Principes d’engagement actif
« Say on Climate » : à la mesure du défi ?

Malgré un démarrage poussif jusqu’ici, l’initiative « Say on Climate » constitue un outil utile pour amener les entreprises à rendre des comptes sur leurs ambitions climatiques. Selon nous, ces résolutions devraient être consultatives, et non contraignantes, car en définitive ce sont les dirigeants qui doivent endosser la responsabilité du plan de transition climatique d’une entreprise.
Points à retenir
- L’initiative « Say on Climate » est l’un des nombreux outils qui permettent aux investisseurs d’influencer la démarche des entreprises vers le net zéro.
- La dynamique des campagnes « Say on Climate » varie selon les pays en fonction des rôles des conseils d’administration et des convictions des actionnaires.
- Il existe certaines similitudes avec l’initiative « Say on Pay », mais elles sont limitées car chaque cas est différent dans le cadre de « Say on Climate ».
- Selon nous, ces résolutions sur le climat devraient être consultatives, et non contraignantes, car en définitive ce sont les dirigeants qui doivent endosser la responsabilité du plan de transition climatique d’une entreprise.
L’initiative « Say on Climate »1 a été lancée en 2020 pour promouvoir des résolutions présentées par les conseils d’administration en faveur de la transition vers le net zéro. Il s’agissait d’améliorer la publication d’informations relatives à la transition climatique et les plans d’action y afférents des entreprises, ces derniers étant soumis au vote des actionnaires lors des assemblées générales annuelles (AGA). Nous réfléchissons ici aux enseignements tirés ces deux dernières années, clarifions la différence par rapport au « Say on Pay » et expliquons notre approche de l’initiative, qui monte en puissance dans toute l’Europe.
La première entreprise approchée dans le cadre de cette initiative est une grande société aéroportuaire espagnole, qui a accepté de soumettre son plan de transition vers le net zéro au vote lors de son AGA en 2021. Plusieurs grandes capitalisations internationales, issues de secteurs tels que la consommation discrétionnaire, l’énergie et la finance, ont présenté depuis lors une résolution de type « Say on Climate ».
Distinguer « Say on Climate » et « Say on Pay »
Même si ces deux concepts se recoupent, l’aspect du vote est différent.
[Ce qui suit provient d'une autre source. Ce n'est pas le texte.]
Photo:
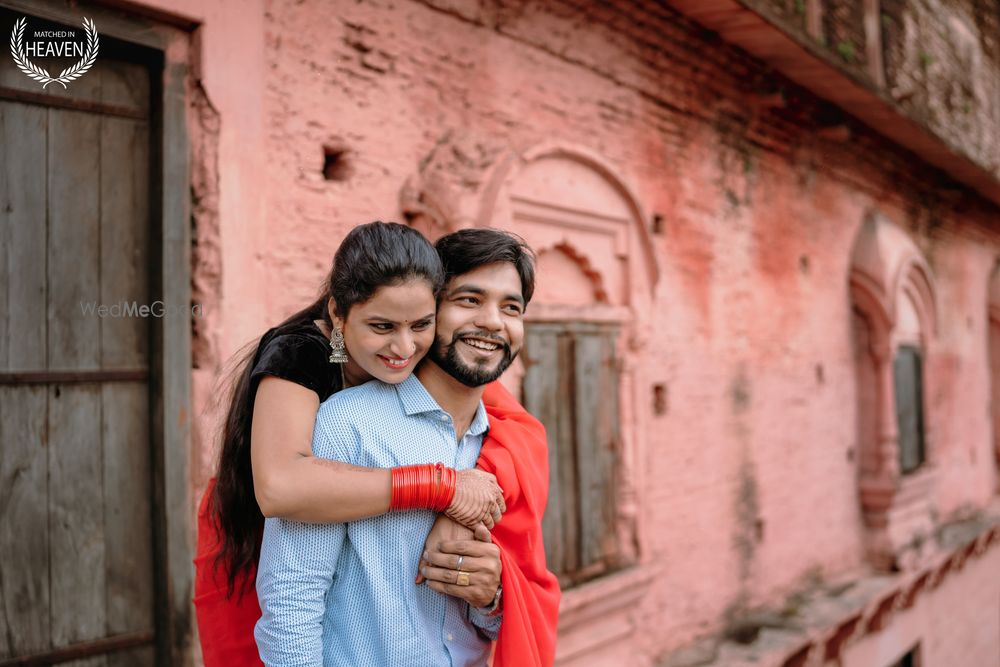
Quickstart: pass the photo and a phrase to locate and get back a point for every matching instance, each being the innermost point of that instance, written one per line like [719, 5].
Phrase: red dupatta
[516, 451]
L’initiative « Say on Climate » consiste à soumettre au vote des actionnaires un plan stratégique spécifique d’action en faveur du climat tandis que, dans le cadre du « Say on Pay », les investisseurs peuvent se prononcer sur la rémunération des dirigeants lors d’une AGA. Par ailleurs, les deux approchent présentent les différences suivantes :
- Il n’existe pas d’approche universelle du « Say on Climate », dans la mesure où chaque plan de transition climatique comportera des éléments très spécifiques – comme le point de départ, la voie à suivre et les objectifs – et des différences dans la façon dont chaque plan entend atteindre des émissions nettes nulles à l’horizon 2050.2
- La nature consultative ou contraignante d’un vote sur la rémunération des dirigeants diffère selon les pays. La France fait figure de chef de file dans ce domaine : le vote est de nature contraignante et certains investisseurs français plaident pour qu’il en aille de même pour les résolutions relatives au climat.
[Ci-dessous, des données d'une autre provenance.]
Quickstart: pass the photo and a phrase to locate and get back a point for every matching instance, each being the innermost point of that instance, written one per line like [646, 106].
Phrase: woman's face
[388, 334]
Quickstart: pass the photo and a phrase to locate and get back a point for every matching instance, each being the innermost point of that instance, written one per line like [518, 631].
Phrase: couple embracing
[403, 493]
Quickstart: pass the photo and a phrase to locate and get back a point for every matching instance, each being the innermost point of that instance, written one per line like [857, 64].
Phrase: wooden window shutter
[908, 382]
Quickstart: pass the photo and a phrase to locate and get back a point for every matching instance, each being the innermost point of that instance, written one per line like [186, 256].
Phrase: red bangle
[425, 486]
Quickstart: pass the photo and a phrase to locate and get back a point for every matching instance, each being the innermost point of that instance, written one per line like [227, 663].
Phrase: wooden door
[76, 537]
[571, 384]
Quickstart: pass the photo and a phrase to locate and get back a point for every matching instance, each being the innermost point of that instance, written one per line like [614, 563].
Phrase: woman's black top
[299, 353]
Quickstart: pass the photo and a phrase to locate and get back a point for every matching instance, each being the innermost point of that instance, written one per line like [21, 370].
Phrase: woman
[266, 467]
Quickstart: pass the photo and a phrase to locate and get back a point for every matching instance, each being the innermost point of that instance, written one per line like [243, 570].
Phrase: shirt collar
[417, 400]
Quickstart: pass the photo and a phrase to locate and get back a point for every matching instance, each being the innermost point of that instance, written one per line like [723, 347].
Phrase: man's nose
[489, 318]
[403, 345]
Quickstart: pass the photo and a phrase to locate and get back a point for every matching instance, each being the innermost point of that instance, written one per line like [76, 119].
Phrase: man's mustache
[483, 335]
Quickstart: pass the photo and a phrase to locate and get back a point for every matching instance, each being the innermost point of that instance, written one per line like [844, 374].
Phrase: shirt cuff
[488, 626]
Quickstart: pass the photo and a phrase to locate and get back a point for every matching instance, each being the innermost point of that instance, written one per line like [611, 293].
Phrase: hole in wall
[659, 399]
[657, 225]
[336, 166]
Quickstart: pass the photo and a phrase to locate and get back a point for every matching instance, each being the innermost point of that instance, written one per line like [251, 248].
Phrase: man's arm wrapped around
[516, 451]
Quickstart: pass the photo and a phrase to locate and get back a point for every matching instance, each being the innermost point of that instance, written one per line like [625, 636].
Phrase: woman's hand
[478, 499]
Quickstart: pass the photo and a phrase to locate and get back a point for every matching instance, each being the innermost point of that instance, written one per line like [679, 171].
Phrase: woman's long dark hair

- Nous sommes réservés sur ce point étant donné les différences substantielles entre les deux initiatives. Le « Say on Climate » sous-entend un vote stratégique tandis que le « Say on Pay » consiste à veiller à ce que la rémunération des dirigeants soit cohérente avec la performance à long terme de l’entreprise.
Voter en faveur du « Say on Climate »
Allianz Global Investors a pris part au vote sur 30 résolutions relatives au climat en 2021 et sur une cinquantaine en 2022. Cette multiplication des résolutions s’explique en partie par celles présentées par des compagnies pétrolières et gazières de premier plan, ainsi que par des poids lourds des secteurs de la finance, des matériaux de construction, de l’exploitation minière et de la grande distribution.
L’an dernier, nous avons observé une prépondérance de résolutions émanant de secteurs désormais concernés par l’Acte délégué de l’UE relatif au volet climatique de la taxinomie3 (applicable à compter du 1er janvier 2023). Cet Acte délégué a pour objectif de soutenir l’investissement durable en clarifiant les activités économiques qui contribuent le plus à l’atteinte des objectifs environnementaux de l’UE. Il couvre les activités économiques exercées par environ 40% des entreprises européennes cotées en bourse, qui sont responsables de près de 80% des émissions directes de gaz à effet de serre en Europe.
Toutefois, les résolutions relatives au climat ne se limitent pas aux secteurs visés par la taxonomie comme celui de la banque : elles concernent aussi des activités telles que l’agriculture et la sylviculture.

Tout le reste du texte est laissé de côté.